Dans le passage un pope de Petrov

Dans la Russie post-soviétique, un pope christique redonne l’espoir à tous les marginaux qui se réfugient dans un passage du centre-ville. Un texte puissant, un scénario digne de Jacques Tati avec des personnages de Vénédict Eroféiev.

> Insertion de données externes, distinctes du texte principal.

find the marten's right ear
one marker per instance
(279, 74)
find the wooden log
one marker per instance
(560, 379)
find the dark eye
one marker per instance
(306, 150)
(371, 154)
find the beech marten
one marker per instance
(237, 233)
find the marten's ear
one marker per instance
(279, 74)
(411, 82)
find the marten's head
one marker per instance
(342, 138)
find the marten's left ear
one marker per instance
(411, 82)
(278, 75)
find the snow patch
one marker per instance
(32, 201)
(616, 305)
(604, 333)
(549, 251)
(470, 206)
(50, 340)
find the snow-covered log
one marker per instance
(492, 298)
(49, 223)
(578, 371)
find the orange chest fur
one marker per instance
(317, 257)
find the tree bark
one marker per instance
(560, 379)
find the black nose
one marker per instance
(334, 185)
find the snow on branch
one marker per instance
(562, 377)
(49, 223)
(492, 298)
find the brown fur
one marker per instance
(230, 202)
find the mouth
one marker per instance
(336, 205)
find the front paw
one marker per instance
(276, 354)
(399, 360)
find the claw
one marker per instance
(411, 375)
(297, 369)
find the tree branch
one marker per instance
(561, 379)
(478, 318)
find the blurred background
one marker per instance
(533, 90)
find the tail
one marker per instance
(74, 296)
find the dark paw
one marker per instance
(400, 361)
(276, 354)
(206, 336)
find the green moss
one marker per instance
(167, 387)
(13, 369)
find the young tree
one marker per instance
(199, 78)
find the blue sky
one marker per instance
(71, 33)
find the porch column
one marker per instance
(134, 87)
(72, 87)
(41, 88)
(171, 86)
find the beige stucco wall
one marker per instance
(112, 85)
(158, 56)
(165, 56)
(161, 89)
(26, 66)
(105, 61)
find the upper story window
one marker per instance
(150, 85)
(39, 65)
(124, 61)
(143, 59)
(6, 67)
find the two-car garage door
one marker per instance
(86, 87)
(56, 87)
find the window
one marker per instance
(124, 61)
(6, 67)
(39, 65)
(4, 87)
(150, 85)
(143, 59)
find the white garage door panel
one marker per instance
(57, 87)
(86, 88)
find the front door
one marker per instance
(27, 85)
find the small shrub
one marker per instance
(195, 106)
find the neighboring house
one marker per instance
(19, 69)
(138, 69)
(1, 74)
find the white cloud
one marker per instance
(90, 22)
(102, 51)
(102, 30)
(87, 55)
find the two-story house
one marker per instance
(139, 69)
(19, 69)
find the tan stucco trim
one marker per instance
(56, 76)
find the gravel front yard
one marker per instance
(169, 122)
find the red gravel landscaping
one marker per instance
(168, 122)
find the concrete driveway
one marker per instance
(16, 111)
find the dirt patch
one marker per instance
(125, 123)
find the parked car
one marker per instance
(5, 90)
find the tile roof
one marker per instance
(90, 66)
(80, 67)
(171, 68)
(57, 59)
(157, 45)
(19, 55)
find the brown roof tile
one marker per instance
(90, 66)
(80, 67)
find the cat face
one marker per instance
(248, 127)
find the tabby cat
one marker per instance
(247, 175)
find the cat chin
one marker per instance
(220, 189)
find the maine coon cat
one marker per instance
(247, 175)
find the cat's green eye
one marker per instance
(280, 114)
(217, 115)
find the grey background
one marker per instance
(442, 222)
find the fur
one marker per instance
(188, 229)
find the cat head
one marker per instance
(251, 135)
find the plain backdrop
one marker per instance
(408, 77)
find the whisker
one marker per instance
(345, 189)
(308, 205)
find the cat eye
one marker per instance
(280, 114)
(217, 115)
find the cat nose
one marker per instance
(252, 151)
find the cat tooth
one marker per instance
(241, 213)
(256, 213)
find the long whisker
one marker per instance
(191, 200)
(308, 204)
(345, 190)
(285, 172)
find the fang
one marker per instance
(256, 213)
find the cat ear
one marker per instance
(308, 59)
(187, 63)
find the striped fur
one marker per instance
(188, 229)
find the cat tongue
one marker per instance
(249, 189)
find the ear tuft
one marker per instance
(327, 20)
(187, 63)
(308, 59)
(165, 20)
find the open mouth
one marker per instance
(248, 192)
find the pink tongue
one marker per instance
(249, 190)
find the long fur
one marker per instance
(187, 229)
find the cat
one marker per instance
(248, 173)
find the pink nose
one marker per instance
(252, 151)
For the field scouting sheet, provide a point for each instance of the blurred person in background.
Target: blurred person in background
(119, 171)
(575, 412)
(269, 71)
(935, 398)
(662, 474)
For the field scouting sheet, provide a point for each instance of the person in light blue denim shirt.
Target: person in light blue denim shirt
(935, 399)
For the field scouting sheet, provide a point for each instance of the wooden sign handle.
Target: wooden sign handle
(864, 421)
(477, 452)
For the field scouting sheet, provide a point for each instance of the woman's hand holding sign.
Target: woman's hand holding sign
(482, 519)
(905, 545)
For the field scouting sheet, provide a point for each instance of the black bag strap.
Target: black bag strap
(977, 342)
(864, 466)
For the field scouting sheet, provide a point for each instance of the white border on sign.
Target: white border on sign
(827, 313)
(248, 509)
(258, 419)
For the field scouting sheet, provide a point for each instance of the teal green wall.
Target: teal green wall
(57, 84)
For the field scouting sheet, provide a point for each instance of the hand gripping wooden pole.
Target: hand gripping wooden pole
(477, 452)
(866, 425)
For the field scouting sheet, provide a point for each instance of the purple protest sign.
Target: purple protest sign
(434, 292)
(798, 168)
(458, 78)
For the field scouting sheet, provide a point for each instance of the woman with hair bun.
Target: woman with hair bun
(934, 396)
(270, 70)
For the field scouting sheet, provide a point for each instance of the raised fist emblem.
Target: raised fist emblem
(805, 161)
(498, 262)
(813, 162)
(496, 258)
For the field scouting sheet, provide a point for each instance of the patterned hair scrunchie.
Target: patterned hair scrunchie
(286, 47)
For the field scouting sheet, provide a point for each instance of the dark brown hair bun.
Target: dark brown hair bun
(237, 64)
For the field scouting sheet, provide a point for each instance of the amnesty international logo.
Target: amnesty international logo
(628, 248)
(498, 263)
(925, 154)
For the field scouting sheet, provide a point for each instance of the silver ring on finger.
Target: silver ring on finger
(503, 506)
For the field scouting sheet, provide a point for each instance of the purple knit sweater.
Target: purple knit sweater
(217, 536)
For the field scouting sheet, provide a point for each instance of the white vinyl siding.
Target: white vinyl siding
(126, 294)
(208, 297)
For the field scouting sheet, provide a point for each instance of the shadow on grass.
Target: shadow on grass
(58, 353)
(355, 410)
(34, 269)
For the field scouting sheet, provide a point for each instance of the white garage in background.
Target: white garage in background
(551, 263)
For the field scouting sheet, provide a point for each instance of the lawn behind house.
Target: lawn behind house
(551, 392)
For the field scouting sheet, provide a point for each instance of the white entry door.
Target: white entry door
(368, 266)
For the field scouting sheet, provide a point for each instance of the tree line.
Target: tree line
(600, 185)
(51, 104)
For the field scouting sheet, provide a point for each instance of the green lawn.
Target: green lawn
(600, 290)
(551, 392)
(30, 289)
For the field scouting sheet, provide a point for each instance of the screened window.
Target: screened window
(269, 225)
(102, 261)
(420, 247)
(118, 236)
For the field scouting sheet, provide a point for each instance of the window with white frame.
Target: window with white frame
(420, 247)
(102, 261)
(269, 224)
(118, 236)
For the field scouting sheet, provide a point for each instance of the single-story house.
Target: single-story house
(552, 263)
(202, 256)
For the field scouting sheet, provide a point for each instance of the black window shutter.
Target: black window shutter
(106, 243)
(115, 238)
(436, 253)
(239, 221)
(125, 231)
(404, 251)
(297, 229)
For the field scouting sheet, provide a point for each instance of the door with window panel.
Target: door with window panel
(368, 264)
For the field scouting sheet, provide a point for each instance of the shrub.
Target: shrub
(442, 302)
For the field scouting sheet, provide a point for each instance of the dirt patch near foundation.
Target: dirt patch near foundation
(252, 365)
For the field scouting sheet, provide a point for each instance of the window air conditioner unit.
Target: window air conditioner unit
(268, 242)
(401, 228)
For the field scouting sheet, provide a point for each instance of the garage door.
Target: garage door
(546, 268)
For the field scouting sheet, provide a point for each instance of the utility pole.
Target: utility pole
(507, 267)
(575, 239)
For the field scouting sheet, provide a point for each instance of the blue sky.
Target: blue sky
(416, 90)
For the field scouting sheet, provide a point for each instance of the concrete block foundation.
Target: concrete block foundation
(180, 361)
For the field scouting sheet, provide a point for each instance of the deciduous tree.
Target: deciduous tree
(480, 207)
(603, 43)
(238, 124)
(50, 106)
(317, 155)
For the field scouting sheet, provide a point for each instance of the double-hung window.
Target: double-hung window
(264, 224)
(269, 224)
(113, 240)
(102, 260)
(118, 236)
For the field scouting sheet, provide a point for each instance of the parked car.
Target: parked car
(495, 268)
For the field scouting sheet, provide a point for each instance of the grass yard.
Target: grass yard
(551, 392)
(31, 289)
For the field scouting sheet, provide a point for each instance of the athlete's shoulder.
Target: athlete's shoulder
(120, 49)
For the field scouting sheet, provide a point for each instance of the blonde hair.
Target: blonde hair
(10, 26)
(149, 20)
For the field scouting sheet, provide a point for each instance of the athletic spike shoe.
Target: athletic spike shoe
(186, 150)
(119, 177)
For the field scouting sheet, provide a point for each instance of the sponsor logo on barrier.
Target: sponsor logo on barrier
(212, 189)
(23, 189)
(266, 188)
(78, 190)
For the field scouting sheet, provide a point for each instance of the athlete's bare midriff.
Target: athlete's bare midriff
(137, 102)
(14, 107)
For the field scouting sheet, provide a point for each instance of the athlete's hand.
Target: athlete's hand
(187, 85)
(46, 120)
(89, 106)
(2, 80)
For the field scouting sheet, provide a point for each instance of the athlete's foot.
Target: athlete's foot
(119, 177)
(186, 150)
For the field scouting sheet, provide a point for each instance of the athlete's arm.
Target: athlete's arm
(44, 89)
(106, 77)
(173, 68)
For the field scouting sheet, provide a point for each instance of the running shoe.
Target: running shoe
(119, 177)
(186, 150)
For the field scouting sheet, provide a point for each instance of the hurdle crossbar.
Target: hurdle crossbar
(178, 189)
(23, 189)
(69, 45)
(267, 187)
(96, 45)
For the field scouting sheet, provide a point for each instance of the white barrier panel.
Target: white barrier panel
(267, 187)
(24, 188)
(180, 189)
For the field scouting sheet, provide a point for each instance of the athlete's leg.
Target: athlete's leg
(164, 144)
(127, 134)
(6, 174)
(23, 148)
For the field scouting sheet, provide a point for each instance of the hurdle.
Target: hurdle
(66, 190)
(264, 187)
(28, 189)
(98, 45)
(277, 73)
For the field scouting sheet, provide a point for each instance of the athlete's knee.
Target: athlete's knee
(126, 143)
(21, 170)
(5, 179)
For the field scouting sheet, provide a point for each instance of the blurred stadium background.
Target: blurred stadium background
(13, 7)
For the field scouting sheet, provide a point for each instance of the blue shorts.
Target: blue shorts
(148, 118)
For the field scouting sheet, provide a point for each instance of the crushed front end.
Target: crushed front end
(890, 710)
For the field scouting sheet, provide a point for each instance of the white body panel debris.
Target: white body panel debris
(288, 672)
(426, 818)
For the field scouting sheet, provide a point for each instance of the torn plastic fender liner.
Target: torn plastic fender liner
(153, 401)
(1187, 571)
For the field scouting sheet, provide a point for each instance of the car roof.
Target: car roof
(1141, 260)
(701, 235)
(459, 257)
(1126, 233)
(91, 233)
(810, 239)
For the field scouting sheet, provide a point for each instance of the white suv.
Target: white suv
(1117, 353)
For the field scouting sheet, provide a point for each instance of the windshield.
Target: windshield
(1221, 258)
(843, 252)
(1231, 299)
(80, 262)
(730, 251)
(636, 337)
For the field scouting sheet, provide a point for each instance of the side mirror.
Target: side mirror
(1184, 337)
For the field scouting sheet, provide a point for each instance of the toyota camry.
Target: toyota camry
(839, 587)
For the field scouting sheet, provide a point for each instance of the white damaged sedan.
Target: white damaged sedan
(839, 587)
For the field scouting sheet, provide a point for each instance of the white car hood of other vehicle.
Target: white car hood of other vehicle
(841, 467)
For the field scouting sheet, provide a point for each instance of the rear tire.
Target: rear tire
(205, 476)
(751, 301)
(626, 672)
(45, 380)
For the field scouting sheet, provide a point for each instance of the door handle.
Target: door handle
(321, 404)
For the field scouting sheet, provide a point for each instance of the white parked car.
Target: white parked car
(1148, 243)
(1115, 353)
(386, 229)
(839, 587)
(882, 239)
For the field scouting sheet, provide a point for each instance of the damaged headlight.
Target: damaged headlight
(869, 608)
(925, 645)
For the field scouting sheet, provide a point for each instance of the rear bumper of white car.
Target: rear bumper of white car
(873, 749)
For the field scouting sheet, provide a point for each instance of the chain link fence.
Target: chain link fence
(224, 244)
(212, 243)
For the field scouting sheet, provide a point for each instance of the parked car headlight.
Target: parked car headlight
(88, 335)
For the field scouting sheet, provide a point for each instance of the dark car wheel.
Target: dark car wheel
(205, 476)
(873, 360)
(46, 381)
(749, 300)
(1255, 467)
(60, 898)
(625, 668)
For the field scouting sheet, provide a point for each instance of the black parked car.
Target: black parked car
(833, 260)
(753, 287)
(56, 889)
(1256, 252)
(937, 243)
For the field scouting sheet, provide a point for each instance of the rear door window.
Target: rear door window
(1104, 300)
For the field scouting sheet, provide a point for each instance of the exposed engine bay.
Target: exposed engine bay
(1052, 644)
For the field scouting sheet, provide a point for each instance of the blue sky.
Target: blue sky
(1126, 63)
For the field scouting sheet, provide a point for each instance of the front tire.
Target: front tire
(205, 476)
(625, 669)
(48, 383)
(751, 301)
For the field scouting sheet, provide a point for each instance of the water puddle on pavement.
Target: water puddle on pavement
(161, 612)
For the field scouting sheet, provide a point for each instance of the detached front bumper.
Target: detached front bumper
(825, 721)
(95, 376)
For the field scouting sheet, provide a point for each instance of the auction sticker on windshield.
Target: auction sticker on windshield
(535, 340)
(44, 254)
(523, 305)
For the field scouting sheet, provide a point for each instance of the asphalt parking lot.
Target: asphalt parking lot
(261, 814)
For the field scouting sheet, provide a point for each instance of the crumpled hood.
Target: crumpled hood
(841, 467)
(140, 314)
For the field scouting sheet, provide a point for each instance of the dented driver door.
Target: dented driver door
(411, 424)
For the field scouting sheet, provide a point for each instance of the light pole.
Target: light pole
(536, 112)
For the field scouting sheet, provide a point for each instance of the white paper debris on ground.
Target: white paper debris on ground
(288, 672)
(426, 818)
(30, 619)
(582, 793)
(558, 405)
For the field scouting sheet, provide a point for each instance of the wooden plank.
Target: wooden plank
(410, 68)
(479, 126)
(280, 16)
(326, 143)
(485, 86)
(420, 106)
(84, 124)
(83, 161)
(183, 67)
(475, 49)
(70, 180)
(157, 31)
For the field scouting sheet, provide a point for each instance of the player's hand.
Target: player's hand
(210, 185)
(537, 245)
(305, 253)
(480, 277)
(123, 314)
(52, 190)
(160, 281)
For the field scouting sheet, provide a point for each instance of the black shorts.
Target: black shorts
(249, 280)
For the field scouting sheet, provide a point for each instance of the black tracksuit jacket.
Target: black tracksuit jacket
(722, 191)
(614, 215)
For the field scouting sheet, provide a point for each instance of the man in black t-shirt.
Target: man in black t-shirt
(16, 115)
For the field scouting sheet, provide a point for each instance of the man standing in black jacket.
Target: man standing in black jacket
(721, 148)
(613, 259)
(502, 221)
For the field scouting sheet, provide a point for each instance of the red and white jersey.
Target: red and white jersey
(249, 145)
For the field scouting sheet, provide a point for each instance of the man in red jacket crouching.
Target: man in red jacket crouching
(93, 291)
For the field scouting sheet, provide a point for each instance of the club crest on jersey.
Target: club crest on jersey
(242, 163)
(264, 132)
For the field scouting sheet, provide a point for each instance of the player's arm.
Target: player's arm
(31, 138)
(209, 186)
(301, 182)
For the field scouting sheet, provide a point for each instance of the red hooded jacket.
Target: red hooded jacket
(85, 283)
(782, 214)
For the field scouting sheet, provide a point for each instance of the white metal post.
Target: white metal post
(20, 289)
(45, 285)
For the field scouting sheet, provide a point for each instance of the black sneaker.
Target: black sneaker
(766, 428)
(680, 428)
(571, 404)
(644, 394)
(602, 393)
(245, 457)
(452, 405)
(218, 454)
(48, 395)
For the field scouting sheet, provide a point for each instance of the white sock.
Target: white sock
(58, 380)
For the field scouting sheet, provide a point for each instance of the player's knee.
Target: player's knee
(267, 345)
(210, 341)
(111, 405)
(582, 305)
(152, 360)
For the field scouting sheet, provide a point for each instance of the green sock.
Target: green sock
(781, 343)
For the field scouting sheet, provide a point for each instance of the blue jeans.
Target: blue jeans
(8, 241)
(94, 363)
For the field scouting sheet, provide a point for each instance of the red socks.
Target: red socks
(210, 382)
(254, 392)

La gare ferroviaire de NIjni Novgorod

Dans une ville de Russie jamais citée, peut-être la ville natale de l’auteur, Nijni Novgorod quand elle s’appelait Gorki, après la chute du communisme, Petrov décrit un lieu stratégique de la cité, un passage où se retrouve la faune de ceux qui n’ont rien gagné avec la chute du régime et qui ont même perdu le peu qu’ils avaient avant : deux anciens d’Afghanistan ou de Tchétchénie, une unijambiste, une vieille bigote, un jeune homme pleurnichard, quelques petits commerçants et une meute de clébards. « Pour traverser la large avenue mais pas seulement. Trois escaliers, trois descentes pentues grossièrement bitumées y plongent, ou, c’est selon, débouchent sur les deux rues plus modestes et sur ceux du boulevard, sur la place aussi, en, tout six voies d’accès, on emprunte avant tout les deux bouches principales, celle de la place, de l’une à l’autre et de l’autre à l’une le passage comme un tube. Un boyau ». Les clochards et les mendiants se retrouvent dans ce passage métaphore de la ville sous le nouveau régime : complexe, inadaptée, tortueuse, pleine de méandres, de chicanes et de cul-de-sac, en perpétuelle transformation, envahie par les chantiers, les constructions nouvelles qui se dégradent bien vite. Et au milieu de ce monde provisoire avec ces pauvres hères, attentionné, à leur écoute, un Saint Vincent de Paul orthodoxe, un pope.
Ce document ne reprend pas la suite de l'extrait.